Julien Duval réinvisionne La Flûte enchantée pour une coproduction franco-chinoise
Le metteur en scène et comédien Julien Duval propose une nouvelle mise en scène du dernier opéra de Mozart, La Flûte enchantée, pour une coproduction entre l'Opéra de Bordeaux et le Centre national des arts de la scène de Pékin. Bien qu'il partage son nom avec un coureur cycliste et un directeur de recherche au CNRS, Julien Duval est une figure du théâtre bordelais, ayant joué dans des spectacles de Catherine Marnas, ancienne directrice du TNBA de 2014 à 2023, et fondé la compagnie Le Syndicat d'initiative.
En novembre 2024, il avait déjà réalisé à l'Auditorium de Bordeaux une mise en scène joyeuse de l'opéra de Nino Rota Il Cappello di paglia di Firenze, dirigé par Salvatore Caputo. Cette nouvelle production marque une étape importante dans sa carrière, alliant créativité et sensibilité internationale.
Une approche poétique et universelle
Julien Duval définit sa version de La Flûte enchantée comme un univers poétique, loin des interprétations pesantes ou trop légères du passé.
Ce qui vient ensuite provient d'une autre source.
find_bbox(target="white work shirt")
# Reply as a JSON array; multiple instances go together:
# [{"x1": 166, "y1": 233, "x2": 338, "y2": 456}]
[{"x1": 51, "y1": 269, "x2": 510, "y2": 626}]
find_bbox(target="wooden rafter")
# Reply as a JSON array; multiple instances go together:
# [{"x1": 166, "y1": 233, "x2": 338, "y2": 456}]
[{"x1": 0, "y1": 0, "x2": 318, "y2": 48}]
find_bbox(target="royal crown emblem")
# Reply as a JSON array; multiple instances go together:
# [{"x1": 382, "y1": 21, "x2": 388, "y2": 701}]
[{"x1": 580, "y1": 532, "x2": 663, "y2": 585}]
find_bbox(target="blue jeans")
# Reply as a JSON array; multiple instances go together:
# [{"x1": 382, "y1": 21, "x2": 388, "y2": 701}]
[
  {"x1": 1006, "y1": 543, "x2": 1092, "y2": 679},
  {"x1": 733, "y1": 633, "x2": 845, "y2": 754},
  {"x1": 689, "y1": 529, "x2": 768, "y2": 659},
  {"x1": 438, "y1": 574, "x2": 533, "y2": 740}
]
Il s'intéresse particulièrement aux trois âges de la vie évoqués dans l'œuvre, voyant les personnages suivre un parcours d'acceptation de la mort. Pour lui, l'adhésion de Mozart à la maçonnerie représente un humanisme et l'espoir que l'humain est perfectible, avec la conviction qu'en s'améliorant soi-même, on peut améliorer la société.
La coproduction franco-chinoise a eu une influence majeure sur sa démarche. De longs échanges avec la direction du National Center for the Performing Arts de Pékin l'ont conduit à chercher des représentations universelles de l'amour ou de la peur, notant que le chiffre 3 symbolise l'unité du monde dans toutes les cultures.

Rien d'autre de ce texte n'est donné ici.